Une tension récurrente

Pourtant, la tension sur la chaîne d’approvisionnement des médicaments ne date pas d’hier. « Il y a, depuis longtemps, une problématique d’ajustement de l’offre et de la demande qui ne fait que croître sur le plan international. D’autant que la demande augmente de 6 % tous les ans », constate Thomas Borel. En France, le prix des médicaments reste faible et il est strictement encadré par l’Etat. L’équation est d’autant plus compliquée que certains laboratoires français vendent à perte ; les médicaments cédés sont moins chers que ce qu’ils ont coûté à fabriquer. Tout particulièrement « les médicaments matures dont les niveaux de prix sont devenus très bas », explique Thomas Borel. Un constat qui s’applique également aux génériques, eux aussi fabriqués et vendus à d’encore plus faibles prix que les princeps (les médicaments d’origine à partir desquels sont conçus les médicaments génériques).

La solution ? Tendre vers la souveraineté sanitaire et « relocaliser les industries pharmaceutiques en Europe », est d’avis Phillippe Besset, président de la Fédération des Syndicats Pharmaceutiques de France (FSPF). Un combat qui a débouché sur une victoire pour la FSPF, la production de paracétamol s’apprêtant à être relocalisée en France, plus précisément en Isère, à partir de 2023. Ensuite, supprimer l’article 31 de la loi de financement de la Sécurité sociale pour 2023. « Pour faire des économies, le ministère compte mettre en place des appels d’offres sur certains médicaments, le laboratoire le moins cher les remportera et il sera le seul à être remboursé, ce qui aggraverait la pénurie », déplore Philippe Besset.

Hausse du coût des transports et pénurie de principes actifs

En plus des raisons structurelles, les professionnels du secteur partagent une autre crainte beaucoup plus contextuelle. Si la Russie n’est pas un grand exportateur de médicaments, son conflit avec l’Ukraine a eu un impact sur l’augmentation du coût de l’énergie et des transports. « Le prix des intrants, c’est-à-dire de l’aluminium, du carton et du verre, a pris 25 % », indique Thomas Borel. Des matières qui sont indispensables au conditionnement du médicament. « Les délais d’approvisionnement sont eux aussi plus longs, « de 25 % en moyenne », d’après le directeur scientifique.

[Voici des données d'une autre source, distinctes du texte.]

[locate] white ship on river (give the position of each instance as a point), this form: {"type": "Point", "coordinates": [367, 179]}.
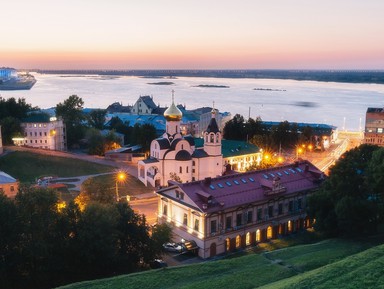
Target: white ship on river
{"type": "Point", "coordinates": [11, 79]}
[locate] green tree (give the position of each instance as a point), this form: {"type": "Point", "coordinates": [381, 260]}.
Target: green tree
{"type": "Point", "coordinates": [119, 126]}
{"type": "Point", "coordinates": [71, 111]}
{"type": "Point", "coordinates": [96, 118]}
{"type": "Point", "coordinates": [37, 209]}
{"type": "Point", "coordinates": [17, 109]}
{"type": "Point", "coordinates": [96, 240]}
{"type": "Point", "coordinates": [234, 129]}
{"type": "Point", "coordinates": [95, 142]}
{"type": "Point", "coordinates": [344, 205]}
{"type": "Point", "coordinates": [10, 128]}
{"type": "Point", "coordinates": [161, 233]}
{"type": "Point", "coordinates": [9, 239]}
{"type": "Point", "coordinates": [97, 190]}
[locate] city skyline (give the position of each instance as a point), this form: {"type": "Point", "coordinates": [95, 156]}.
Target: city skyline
{"type": "Point", "coordinates": [171, 34]}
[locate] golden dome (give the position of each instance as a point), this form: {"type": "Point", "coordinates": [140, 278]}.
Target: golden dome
{"type": "Point", "coordinates": [173, 113]}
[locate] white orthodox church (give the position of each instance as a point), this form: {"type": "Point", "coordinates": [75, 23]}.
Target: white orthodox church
{"type": "Point", "coordinates": [175, 157]}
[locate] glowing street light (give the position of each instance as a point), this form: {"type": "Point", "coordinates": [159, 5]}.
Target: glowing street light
{"type": "Point", "coordinates": [120, 177]}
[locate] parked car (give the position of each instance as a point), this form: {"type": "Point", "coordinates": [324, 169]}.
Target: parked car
{"type": "Point", "coordinates": [172, 247]}
{"type": "Point", "coordinates": [158, 263]}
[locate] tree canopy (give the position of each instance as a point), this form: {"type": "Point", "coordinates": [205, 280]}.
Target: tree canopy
{"type": "Point", "coordinates": [71, 111]}
{"type": "Point", "coordinates": [44, 246]}
{"type": "Point", "coordinates": [350, 201]}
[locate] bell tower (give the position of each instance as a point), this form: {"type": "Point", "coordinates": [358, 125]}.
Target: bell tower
{"type": "Point", "coordinates": [212, 136]}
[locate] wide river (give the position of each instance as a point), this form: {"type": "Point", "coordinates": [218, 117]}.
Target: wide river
{"type": "Point", "coordinates": [339, 104]}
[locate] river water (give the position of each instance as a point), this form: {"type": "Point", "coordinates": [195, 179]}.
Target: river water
{"type": "Point", "coordinates": [339, 104]}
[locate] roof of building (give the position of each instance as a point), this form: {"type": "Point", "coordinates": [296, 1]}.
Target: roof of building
{"type": "Point", "coordinates": [232, 148]}
{"type": "Point", "coordinates": [150, 161]}
{"type": "Point", "coordinates": [36, 118]}
{"type": "Point", "coordinates": [212, 126]}
{"type": "Point", "coordinates": [238, 190]}
{"type": "Point", "coordinates": [148, 100]}
{"type": "Point", "coordinates": [163, 143]}
{"type": "Point", "coordinates": [199, 153]}
{"type": "Point", "coordinates": [183, 155]}
{"type": "Point", "coordinates": [6, 179]}
{"type": "Point", "coordinates": [173, 113]}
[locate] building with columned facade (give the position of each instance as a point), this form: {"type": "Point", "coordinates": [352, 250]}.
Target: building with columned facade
{"type": "Point", "coordinates": [232, 212]}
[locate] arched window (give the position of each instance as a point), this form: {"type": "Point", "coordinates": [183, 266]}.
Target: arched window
{"type": "Point", "coordinates": [258, 236]}
{"type": "Point", "coordinates": [289, 226]}
{"type": "Point", "coordinates": [228, 244]}
{"type": "Point", "coordinates": [248, 239]}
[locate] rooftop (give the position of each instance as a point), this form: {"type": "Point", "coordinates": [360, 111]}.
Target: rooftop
{"type": "Point", "coordinates": [237, 190]}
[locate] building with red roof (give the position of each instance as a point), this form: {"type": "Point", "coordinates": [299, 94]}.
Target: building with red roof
{"type": "Point", "coordinates": [234, 211]}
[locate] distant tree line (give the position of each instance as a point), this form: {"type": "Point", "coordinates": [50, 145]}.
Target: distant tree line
{"type": "Point", "coordinates": [350, 202]}
{"type": "Point", "coordinates": [284, 135]}
{"type": "Point", "coordinates": [44, 245]}
{"type": "Point", "coordinates": [83, 130]}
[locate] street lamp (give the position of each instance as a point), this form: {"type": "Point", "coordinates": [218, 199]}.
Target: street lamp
{"type": "Point", "coordinates": [120, 177]}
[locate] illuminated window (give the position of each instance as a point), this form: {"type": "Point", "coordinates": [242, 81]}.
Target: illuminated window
{"type": "Point", "coordinates": [289, 226]}
{"type": "Point", "coordinates": [228, 244]}
{"type": "Point", "coordinates": [259, 214]}
{"type": "Point", "coordinates": [228, 222]}
{"type": "Point", "coordinates": [239, 219]}
{"type": "Point", "coordinates": [238, 241]}
{"type": "Point", "coordinates": [196, 227]}
{"type": "Point", "coordinates": [249, 217]}
{"type": "Point", "coordinates": [213, 226]}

Du côté du prix des matières premières, même tension. Les commandes de principes actifs sont actuellement plus nombreuses. Et celles que passent nos voisins du continent aux usines situées dans le Sud-Est asiatique, ont tendance à être honorées en premier. « Les pays qui payent la matière active plus cher passent avant », souligne ainsi Philippe Besset. « Notre pays ne répercute pas toutes ces hausses sur les prix de ventes de médicaments, puisqu’il n’y a pas de prix libre », assure Thomas Borel. Le secteur connaît donc, encore plus qu’avant, une équation économique, impossible à résoudre.